Lee Fleming was the star attraction on day two of Magic Millions.

Lee Fleming, owner of Eliza Park Stud in Victoria, was the star attraction as day two of the Magic Millions yearling sale on the Gold Coast in Australia concluded Friday. His star billing was mainly due to the impressive colt he bred and sold—a big lump of a thing by Encosta de Lago (same sire as Alinghi) from the Golden Slipper (Aus-I) placegetter Millrich (by Rubiton), which was bought by trainer Robbie Laing.

Fleming had a reserve of Aus$250,000 on his colt. At Aus$500,000 a wry smile formed on his face and by Aus$725,000, he nearly did a jig to leave the buyer's box. It was the sale topper on the day and marginally beat out the Kitchwin Hills Danehill Dancer—Piper star colt which reached Aus$720,000 to the bid of Charles Laird from South Africa.

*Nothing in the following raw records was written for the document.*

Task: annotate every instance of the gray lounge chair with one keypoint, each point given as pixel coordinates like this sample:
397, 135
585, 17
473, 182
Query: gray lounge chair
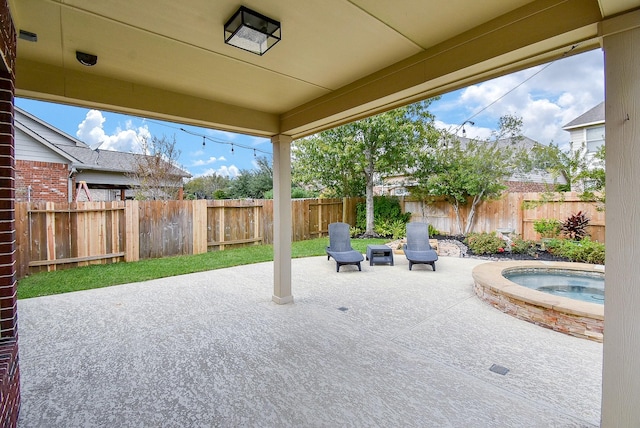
417, 248
340, 247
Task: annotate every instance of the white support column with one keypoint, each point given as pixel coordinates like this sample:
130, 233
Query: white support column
282, 219
621, 365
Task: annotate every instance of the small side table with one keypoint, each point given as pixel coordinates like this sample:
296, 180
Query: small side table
377, 254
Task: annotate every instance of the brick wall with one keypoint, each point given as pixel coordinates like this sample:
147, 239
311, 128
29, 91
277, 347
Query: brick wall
48, 181
9, 383
9, 369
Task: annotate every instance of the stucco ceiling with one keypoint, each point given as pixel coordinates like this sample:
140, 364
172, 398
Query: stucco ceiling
338, 60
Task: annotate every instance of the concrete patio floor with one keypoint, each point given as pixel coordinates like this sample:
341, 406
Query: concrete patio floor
385, 347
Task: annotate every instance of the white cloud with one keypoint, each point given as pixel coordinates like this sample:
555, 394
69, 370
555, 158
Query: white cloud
224, 171
203, 162
228, 171
546, 101
91, 131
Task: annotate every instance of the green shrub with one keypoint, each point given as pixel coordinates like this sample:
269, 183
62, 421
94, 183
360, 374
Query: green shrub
547, 227
575, 227
521, 246
484, 243
385, 210
585, 251
394, 228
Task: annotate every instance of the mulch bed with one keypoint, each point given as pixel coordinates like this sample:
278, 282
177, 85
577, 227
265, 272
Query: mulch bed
466, 252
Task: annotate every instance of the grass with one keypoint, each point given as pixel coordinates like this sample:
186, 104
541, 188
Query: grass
98, 276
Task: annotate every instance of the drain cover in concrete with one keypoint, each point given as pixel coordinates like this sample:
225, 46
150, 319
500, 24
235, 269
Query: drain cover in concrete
499, 369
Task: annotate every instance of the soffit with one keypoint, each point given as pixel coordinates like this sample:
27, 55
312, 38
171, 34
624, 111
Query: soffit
167, 59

He bettered Demi O'Byrne, who really wanted the colt.

But Fleming didn't care. His money was all but banked as Laing told him he had no intention of getting an X-ray or any other advice. He wanted what he saw and was more than happy to pay for the privilege of owning the colt.

"I will keep 10% of the colt and Robbie and I have already agreed to standing rights at Eliza Park should he develop into a stallion," said Fleming.

Laing last year went to Aus$500,000 for this colt's half-brother. He was by Danehill and is already a stakes earner.

"Robbie said he's a superstar and will be a 2-year-old sensation when he returns to racing," said Fleming. The 2-year-old's name is Danerich.

Fleming, who has never dabbled at this end of the breeding pool before, has owned Eliza Park for eight years. He stands a handful of stallions, namely Bel Esprit and Delago Brom. And business is good. This, however, is a godsend.

"I remember I bought Millrich off my father who had bought her shortly after finishing racing," remembered Fleming. "I was sitting with him at the table when she came in, he bought her for Aus$165,000, and I turned to him and said that she was just the type of mare I'd like for my new farm. He immediately sold her to me at the table for the same price. I had not bought a mare for that much before, but I am so glad I did.

"A $500,000 colt which I also kept a 10% share in and who is already good enough to stand at my farm, and now $725,000. I can't believe this luck," added Fleming whose father owned and bred the Keeneland September sale's most expensive yearling filly, a $3.8-million daughter of Storm Cat that is currently in work in Ireland at Aidan O'Brien's Ballydoyle.

Jim Fleming, the father, was very quick to point out he had bought Millrich for his son all those years ago.

Demi O'Byrne, who was underbidder on the Danehill Dancer colt, was top bidder on Fusaichi Pegasus ' colt from the mare Natural Is My Name (Naturalism—Singles Bar) who was very fast and stakes-placed along with her five wins. O'Byrne beat out Gai Waterhouse, stopping the bidding at Aus$450,000, a price that was about half had this glorious athlete been offered last year. Fu Peg isn't the hottest thing down in Australia at present, but this colt, the second from the mare whose pedigree is chock full of superior Aussie speed influences, was simply stunning.

In all, 164 horses were sold during the session for a gross of Aus$23,322,500 and an average of Aus$142,210.

Day three continues as an evening session on Saturday night after the running of the Aus$1 million Magic Millions 2-year-old Classic and the Aus$ 1million Magic Millions 3-year-old Classic. Both races are restricted to graduates of previous Magic Millions sales.